K-ROCKETS School CT

Kids can “plant the seeds” for STEM learning with activities at K-Rockets!

Investigating bird beaks is a STEM project that starts with biology but could be extended to engineering as well. Bird beaks are often a clue to their diet. The size and shape of the beak helps the bird to catch the specific food it eats. Cardinals are in the finch family, with thick seed-cracking beaks. Chickadees have thin insect-catching beaks, picking their food from the twigs and leaves of plants. They can eat seeds, but do not open them as easily as a cardinal does.

Activities such as those we do at K-rockets help kids to understand this and they go on to become observers of the birds around them. There is more to these activities than observing. We can extend this to design: design a bird beak – and build a model – that can eat food X. Use real examples of food X or use a substitute that models the properties of X. By building a model the kids are also building engineering STEM skills. Building and testing models are important steps in developing any product.
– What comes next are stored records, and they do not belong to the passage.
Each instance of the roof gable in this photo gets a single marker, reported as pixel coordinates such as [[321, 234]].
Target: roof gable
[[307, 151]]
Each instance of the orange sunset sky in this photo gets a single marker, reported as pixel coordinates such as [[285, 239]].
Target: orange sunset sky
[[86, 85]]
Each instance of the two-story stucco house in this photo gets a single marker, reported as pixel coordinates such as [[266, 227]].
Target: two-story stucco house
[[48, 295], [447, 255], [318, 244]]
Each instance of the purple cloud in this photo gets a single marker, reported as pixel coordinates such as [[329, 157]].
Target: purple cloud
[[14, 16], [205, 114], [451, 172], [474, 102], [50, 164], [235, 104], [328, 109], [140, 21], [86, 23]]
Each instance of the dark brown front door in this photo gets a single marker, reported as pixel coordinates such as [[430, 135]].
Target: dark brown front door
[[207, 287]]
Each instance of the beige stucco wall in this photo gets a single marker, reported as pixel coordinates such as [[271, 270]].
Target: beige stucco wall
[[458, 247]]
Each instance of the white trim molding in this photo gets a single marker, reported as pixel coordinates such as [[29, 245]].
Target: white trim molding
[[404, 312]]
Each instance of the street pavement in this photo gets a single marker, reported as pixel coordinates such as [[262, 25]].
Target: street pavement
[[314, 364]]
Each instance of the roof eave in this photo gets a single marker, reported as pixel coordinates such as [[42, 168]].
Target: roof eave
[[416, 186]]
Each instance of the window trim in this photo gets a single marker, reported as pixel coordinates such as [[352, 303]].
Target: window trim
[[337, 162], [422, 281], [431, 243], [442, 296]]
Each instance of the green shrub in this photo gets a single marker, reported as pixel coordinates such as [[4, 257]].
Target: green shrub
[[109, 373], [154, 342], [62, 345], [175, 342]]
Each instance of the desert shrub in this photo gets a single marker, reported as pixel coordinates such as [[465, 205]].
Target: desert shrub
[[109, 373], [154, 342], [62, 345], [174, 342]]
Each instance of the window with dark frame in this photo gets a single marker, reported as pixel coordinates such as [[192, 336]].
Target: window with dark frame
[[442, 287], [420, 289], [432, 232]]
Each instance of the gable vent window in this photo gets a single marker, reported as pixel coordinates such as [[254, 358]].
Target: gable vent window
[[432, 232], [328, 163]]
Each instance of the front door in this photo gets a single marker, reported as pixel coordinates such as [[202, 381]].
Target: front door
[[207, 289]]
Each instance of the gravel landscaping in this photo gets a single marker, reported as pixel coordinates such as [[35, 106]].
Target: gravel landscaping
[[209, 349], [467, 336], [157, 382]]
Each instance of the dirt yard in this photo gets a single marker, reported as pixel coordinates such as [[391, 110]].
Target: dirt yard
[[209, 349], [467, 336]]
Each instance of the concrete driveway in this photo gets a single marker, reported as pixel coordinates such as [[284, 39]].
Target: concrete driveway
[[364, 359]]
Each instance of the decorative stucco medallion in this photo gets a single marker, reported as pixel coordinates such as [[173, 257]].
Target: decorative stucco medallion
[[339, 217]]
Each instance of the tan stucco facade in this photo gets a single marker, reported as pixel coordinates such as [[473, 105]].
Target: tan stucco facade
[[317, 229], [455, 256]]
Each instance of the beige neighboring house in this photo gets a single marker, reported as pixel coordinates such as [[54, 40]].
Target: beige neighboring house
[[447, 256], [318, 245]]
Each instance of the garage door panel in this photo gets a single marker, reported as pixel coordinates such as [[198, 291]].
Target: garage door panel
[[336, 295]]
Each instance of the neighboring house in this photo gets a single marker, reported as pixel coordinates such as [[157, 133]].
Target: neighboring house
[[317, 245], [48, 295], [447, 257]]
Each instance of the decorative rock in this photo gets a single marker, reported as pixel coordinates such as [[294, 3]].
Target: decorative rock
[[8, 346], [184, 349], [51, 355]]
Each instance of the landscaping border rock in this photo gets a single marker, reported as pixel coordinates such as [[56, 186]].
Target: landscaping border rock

Older students may be interested to learn that the effect of food supply on beak shape was demonstrated by Peter and Rosemary Grant in the Galapagos Islands for over 25 years starting in 1977. They worked on a small island where they could capture and measure many individuals of 2 kinds of finch that lived only on that island.

They measured the beak size of the birds and kept track of the types of seeds that were available.

The seed types varied depending on the weather each year. Sometimes larger, sometimes smaller seeds were available depending on which plants flourished.

The beak sizes of the birds in each generation (there was a new generation each year) changed as the seed type changed. Smaller bills were better at opening smaller seeds, larger bills were better at opening larger seeds, and their studies showed the average bill size of the bird population changed in response to the size of seeds in the food supply. Their work involved basic measuring and another STEM skill, math and statistics, to discover this pattern. It was a rare demonstration of evolution in action.